Let's revise!

## What is Gradient Descent?

In ML, Gradient Descent is an optimization technique used for computing the model parameters (coefficients and intercept) for algorithms like **Linear Regression, Logistic Regression, Neural Networks**, etc. 

In this technique, we repeatedly iterate through the training set and update the model parameters in accordance with the gradient(Partial Derivate of Cost function) of the error with respect to the training set. 

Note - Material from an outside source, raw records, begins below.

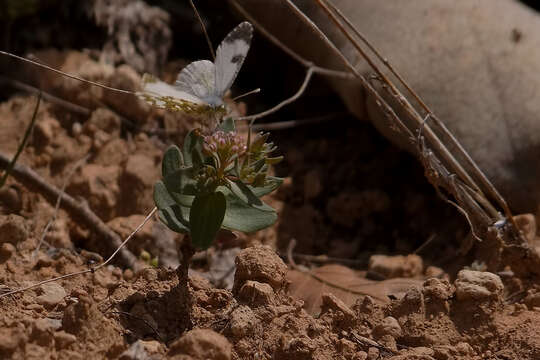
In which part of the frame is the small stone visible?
[367,347,380,360]
[422,278,453,301]
[138,340,163,354]
[0,242,17,263]
[368,255,424,279]
[119,340,150,360]
[304,170,323,200]
[36,252,52,269]
[53,330,77,350]
[123,269,134,281]
[167,329,232,360]
[30,319,53,346]
[67,164,122,220]
[373,316,403,339]
[0,214,29,246]
[36,282,67,309]
[0,185,22,214]
[71,121,82,138]
[523,289,540,309]
[233,245,287,292]
[321,293,356,328]
[229,305,259,339]
[238,280,275,306]
[514,214,536,245]
[24,303,45,312]
[455,270,504,300]
[0,327,27,359]
[352,351,368,360]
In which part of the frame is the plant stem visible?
[176,235,195,331]
[0,92,41,188]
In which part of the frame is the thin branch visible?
[230,0,354,79]
[0,92,41,188]
[0,75,92,116]
[316,0,517,228]
[0,207,157,299]
[0,51,136,95]
[248,112,349,132]
[287,239,386,302]
[32,154,90,258]
[235,67,313,127]
[0,153,141,267]
[189,0,216,61]
[107,310,165,342]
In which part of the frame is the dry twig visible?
[32,155,90,258]
[0,153,141,267]
[0,207,157,299]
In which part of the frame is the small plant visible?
[154,119,282,249]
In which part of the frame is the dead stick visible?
[0,207,157,299]
[0,153,137,270]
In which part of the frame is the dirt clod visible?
[0,214,29,245]
[36,282,67,309]
[168,329,232,360]
[368,255,424,279]
[233,246,287,292]
[373,316,402,339]
[456,270,504,301]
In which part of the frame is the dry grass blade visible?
[306,0,540,275]
[0,153,141,267]
[0,92,41,189]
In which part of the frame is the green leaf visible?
[189,191,227,249]
[222,193,277,233]
[216,118,236,133]
[250,158,266,172]
[161,145,184,177]
[182,130,204,167]
[248,176,283,197]
[163,166,197,195]
[227,179,264,210]
[154,181,189,234]
[266,156,283,165]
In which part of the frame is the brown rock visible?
[0,327,27,359]
[30,319,53,346]
[83,108,122,137]
[455,270,504,301]
[68,164,121,220]
[119,340,151,360]
[167,329,232,360]
[233,245,287,292]
[0,242,17,263]
[0,214,29,245]
[304,170,323,200]
[373,316,403,340]
[36,282,67,309]
[229,305,260,339]
[368,255,424,279]
[326,189,390,227]
[514,214,536,245]
[94,138,129,165]
[238,280,275,306]
[122,153,160,213]
[54,330,77,350]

We have 3-types of gradient descents, depending upon the number of training examples considered in updating the model parameters :

* **Batch Gradient Descent**: Parameters are updated after computing the gradient of the error with respect to the entire training set
* **Stochastic Gradient Descent**: Parameters are updated after computing the gradient of the error with respect to a single training example
* **Mini-Batch Gradient Descent**: Parameters are updated after computing the gradient of the error with respect to a subset of the training set

![image.png](attachment:58f2151e-2621-44b7-bc57-727b3de66218.png)

# Mini Batch Gradient Descent (MBGD)

In MBGD, instead of using the entire training dataset (Batch Gradient Descent) or just a single randomly chosen data point (Stochastic Gradient Descent), the algorithm updates the model parameters using a small, randomly selected subset or "mini-batch" of the training data in each iteration.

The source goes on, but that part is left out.